In general, tipflation has gotten out of hand because of the spread of tipping into previously “non-tipping” industries, such as grocery stores and home repair services. According to PBS Newshour, the rise of digital payment systems has introduced tipping prompts in businesses where tipping was not traditionally expected, leading to growing frustration among customers. Unlike traditional tip jars, which consumers can ignore, these automatic tipping screens put more pressure on consumers to tip even when they are provided limited service.
In addition, companies and employers have grown increasingly greedy, pressuring consumers to pay the wages of their workers through tipping, rather than providing fair payment. In fact, the minimum wage laws outline only $2.13 an hour for the minimum wage for tipped employees, compared to $7.25 for non-tipped employees.

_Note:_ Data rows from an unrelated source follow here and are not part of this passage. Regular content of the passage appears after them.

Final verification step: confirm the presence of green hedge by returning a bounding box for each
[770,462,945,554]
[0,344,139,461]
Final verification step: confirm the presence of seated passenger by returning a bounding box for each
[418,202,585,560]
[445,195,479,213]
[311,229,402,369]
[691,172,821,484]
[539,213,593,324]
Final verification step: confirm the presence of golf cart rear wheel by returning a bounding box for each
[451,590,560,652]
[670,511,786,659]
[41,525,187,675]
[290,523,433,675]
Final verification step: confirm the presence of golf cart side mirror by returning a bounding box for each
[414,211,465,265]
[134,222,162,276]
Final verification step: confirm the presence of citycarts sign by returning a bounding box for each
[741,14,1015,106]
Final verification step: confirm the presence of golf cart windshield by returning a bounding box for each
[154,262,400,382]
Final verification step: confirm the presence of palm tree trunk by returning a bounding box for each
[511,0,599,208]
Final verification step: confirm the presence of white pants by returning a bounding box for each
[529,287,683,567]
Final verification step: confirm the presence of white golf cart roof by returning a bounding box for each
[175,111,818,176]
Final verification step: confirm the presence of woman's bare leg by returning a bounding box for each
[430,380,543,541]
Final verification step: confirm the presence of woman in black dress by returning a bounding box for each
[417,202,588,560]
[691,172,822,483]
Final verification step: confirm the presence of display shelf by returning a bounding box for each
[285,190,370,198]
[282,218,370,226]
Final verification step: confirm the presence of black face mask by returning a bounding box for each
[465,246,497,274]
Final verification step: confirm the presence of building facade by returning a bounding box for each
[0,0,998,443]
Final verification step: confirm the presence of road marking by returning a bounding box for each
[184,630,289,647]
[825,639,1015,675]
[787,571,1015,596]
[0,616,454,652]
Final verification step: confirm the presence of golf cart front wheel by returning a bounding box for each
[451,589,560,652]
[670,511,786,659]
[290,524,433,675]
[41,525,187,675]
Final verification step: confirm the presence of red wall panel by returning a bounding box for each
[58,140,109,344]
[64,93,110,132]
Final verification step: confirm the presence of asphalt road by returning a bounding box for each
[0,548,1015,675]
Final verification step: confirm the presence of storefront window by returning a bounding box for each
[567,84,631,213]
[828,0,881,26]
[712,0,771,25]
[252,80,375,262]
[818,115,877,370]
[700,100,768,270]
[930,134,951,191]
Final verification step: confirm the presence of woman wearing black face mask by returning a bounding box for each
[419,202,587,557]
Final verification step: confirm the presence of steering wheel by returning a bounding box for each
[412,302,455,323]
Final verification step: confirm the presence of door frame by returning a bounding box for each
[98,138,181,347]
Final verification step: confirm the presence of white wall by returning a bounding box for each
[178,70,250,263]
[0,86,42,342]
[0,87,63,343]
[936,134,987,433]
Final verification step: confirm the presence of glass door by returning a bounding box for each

By expecting tips to make up for the $5.12 not paid by employers, companies cut their costs profoundly while taking advantage of the consumer.
In contrast to the United States, tipping is considered optional in Europe, with the standard ranging from 5% to 10% on the high end according to N26, a digital bank based in the EU. This practice is possible because of the higher minimum wage in the EU versus the US, where service industry workers rely on tips over a steady income. For example, in France and Germany, the minimum wage laws do not discriminate on the basis of tipped versus non-tipped employees and are both around 50% of the average annual salary in their respective countries. In the US, however, the minimum wage hovers around 20% of the average annual salary. With this disparity in minimum wages, it is clear that the US is far behind its European counterparts when it comes to providing adequate wages to its workers. That gap should not be compensated by tipping.
Overall, tipping has gone too far, and is further exacerbated by the expanding amount of tipped industries and corporate greed. In the end, not much will change for consumers or workers until the minimum wage is raised, offsetting the current reliance on tips, which will ensure workers a stable, reliable income to support their families.